If that’s too easy for you, try this:

1. Put it into the `/wordpress/wp-content/plugins/` directory
2. Activate it in the admin Plugin page.

Usage

Here are some examples:

[rawr]
<script>
SomeJavascript();
window.location("http://remote-site.us");
</script>
[/rawr]

 

[rawr]<a href="http://derek.simkowiak.net/">No HTML &quot;characters&quot; are escaped.</a>[/rawr]

 

[rawr]
<style>
.some_class {
	font-style: bold;
}
</style>
[/rawr]

 

Implementation Notes

Currently, there is a shortfall in the shortcode API. It is impossible to write a shortcode plugin to get raw article content (as entered by the user), because WordPress processes shortcodes after the post has been run through wptexturize(), convert_chars(), convert_smilies(), and (starting in WP 2.5.1) wpautop(). The “$content” argument passed into your shortcode handler already has a bunch of <p/> tags and other HTML entities for things like quotes and symbols, which basically ruins everything.

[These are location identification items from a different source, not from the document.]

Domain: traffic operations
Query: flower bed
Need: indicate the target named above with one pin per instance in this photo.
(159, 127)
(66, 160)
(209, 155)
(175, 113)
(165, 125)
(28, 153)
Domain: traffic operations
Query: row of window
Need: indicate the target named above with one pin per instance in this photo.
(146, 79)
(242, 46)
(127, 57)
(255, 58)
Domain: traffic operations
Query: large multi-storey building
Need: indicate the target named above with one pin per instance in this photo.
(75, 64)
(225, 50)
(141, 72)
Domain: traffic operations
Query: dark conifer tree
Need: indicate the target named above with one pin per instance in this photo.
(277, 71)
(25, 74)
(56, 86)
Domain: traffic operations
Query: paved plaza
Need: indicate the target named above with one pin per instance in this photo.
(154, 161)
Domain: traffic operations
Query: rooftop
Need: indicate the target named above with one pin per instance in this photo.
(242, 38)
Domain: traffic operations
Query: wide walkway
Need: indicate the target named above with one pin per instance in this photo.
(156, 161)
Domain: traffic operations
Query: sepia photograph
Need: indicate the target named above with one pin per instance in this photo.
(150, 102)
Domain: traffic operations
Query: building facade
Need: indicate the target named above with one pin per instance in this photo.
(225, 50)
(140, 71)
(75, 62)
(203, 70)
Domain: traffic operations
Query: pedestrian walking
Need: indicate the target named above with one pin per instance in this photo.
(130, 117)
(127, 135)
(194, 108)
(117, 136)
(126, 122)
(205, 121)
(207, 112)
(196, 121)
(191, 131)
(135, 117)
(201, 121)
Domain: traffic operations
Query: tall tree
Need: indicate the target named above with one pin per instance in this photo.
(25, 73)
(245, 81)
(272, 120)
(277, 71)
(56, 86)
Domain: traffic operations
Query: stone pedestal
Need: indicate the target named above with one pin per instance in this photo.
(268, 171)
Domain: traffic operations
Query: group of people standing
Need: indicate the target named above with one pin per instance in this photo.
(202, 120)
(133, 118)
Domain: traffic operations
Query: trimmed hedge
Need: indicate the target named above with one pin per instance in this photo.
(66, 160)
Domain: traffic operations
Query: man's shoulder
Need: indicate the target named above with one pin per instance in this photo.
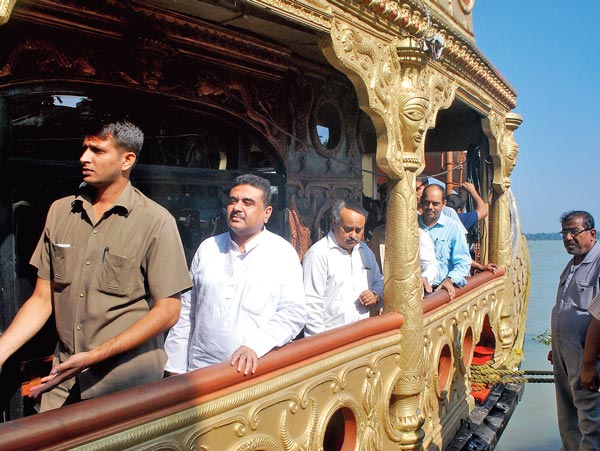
(364, 247)
(469, 218)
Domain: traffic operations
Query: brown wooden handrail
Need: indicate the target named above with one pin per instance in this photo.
(89, 420)
(440, 298)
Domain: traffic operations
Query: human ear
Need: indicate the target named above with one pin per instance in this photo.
(128, 160)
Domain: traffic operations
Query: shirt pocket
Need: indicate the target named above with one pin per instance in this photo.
(116, 276)
(62, 257)
(442, 250)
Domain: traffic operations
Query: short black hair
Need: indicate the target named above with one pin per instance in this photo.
(125, 134)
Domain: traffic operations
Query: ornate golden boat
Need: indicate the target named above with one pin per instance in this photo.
(318, 96)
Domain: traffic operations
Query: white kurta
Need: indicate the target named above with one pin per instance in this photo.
(254, 298)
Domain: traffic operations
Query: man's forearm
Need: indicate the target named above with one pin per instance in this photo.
(30, 318)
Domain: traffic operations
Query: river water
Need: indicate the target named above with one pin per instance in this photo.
(533, 426)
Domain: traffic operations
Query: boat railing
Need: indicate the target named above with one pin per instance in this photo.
(438, 299)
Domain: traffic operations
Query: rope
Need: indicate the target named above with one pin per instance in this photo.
(486, 374)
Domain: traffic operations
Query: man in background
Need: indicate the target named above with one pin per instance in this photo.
(450, 243)
(342, 280)
(110, 265)
(468, 218)
(578, 407)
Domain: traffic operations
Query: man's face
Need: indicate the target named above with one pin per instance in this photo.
(349, 232)
(432, 204)
(246, 211)
(577, 243)
(102, 162)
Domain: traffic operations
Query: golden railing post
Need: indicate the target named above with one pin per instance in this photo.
(504, 222)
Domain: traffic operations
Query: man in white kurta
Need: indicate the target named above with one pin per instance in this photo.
(247, 296)
(342, 281)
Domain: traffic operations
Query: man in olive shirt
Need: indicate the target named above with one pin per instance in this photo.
(111, 268)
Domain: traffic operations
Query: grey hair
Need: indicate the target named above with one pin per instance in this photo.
(586, 218)
(126, 135)
(339, 205)
(257, 182)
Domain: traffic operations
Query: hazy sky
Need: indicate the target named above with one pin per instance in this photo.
(547, 52)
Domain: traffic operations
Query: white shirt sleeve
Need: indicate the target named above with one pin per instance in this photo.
(429, 265)
(315, 289)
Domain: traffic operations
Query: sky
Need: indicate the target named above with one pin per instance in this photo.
(546, 51)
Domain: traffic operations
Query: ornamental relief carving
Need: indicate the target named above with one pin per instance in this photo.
(154, 65)
(298, 419)
(503, 147)
(396, 86)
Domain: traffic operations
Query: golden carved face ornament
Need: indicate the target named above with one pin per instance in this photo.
(413, 118)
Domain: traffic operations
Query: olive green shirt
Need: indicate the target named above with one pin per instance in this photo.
(105, 276)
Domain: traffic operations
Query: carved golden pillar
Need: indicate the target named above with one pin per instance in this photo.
(504, 151)
(6, 7)
(402, 97)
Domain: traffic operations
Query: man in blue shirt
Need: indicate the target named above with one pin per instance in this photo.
(451, 248)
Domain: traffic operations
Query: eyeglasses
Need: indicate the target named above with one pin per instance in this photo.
(573, 232)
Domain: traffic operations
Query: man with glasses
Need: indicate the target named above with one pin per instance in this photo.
(578, 407)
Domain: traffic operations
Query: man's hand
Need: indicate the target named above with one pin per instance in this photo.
(589, 377)
(368, 298)
(246, 360)
(449, 287)
(469, 188)
(69, 368)
(426, 286)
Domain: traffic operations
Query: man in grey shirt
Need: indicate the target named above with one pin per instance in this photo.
(578, 408)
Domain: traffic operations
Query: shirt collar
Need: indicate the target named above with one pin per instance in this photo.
(591, 255)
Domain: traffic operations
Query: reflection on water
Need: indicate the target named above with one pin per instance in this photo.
(533, 426)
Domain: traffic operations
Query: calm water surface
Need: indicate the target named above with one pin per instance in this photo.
(533, 426)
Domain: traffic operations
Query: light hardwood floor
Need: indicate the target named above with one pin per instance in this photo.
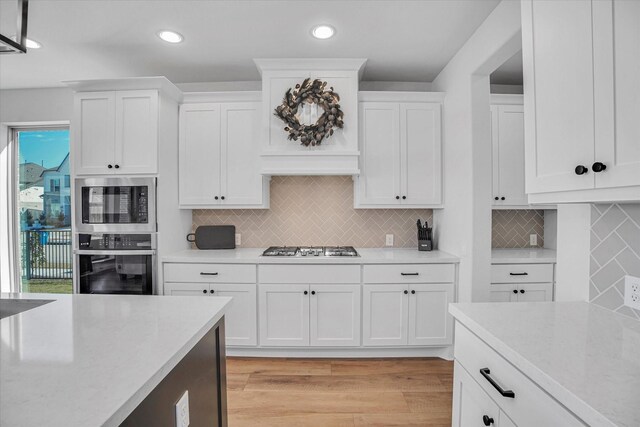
(339, 392)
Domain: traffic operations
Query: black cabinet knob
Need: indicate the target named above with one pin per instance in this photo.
(598, 167)
(581, 170)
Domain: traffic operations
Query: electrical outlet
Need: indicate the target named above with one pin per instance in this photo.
(632, 292)
(389, 240)
(182, 410)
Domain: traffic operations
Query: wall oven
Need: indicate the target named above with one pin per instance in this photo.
(114, 263)
(117, 205)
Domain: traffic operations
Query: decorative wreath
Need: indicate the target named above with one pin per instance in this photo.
(311, 92)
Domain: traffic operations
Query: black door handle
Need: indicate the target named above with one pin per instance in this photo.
(581, 170)
(598, 167)
(486, 373)
(487, 420)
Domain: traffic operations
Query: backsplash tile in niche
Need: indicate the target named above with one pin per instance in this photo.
(615, 252)
(510, 228)
(316, 210)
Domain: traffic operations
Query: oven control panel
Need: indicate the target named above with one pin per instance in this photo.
(116, 241)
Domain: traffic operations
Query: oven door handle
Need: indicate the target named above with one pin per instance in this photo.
(114, 252)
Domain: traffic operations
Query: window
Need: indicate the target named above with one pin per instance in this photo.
(44, 214)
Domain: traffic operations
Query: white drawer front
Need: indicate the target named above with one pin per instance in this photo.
(521, 273)
(531, 406)
(210, 273)
(304, 273)
(409, 273)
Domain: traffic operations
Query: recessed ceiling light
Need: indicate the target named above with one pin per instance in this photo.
(170, 36)
(323, 32)
(31, 44)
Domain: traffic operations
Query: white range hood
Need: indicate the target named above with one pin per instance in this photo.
(337, 155)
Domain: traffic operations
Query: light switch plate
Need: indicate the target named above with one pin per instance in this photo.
(632, 292)
(182, 410)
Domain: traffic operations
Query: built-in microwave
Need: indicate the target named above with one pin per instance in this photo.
(115, 205)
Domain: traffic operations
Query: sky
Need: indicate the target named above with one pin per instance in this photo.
(44, 147)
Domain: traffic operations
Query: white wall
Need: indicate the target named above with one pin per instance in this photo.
(464, 226)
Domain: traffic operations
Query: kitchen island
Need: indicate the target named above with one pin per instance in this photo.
(108, 360)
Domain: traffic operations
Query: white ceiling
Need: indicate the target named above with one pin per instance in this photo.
(88, 39)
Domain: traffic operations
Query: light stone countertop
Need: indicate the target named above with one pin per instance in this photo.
(523, 256)
(585, 356)
(367, 256)
(89, 360)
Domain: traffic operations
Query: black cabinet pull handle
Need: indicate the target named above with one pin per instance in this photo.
(581, 170)
(486, 373)
(598, 167)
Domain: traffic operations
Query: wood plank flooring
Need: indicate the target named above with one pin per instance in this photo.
(339, 392)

This happens because WordPress registers the shortcode filter, called “do_shortcode()”, with a priority of 11. The other filters, like wpautop(), have a higher priority (priority 10) so they get executed first. If you move up from the small (easy) shortcode API, into the larger filter API, then you can register your shortcode handler at a higher priority. But unfortunately, that causes a new problem: the built-ins at priority 10 mangle the raw content on the way to the user.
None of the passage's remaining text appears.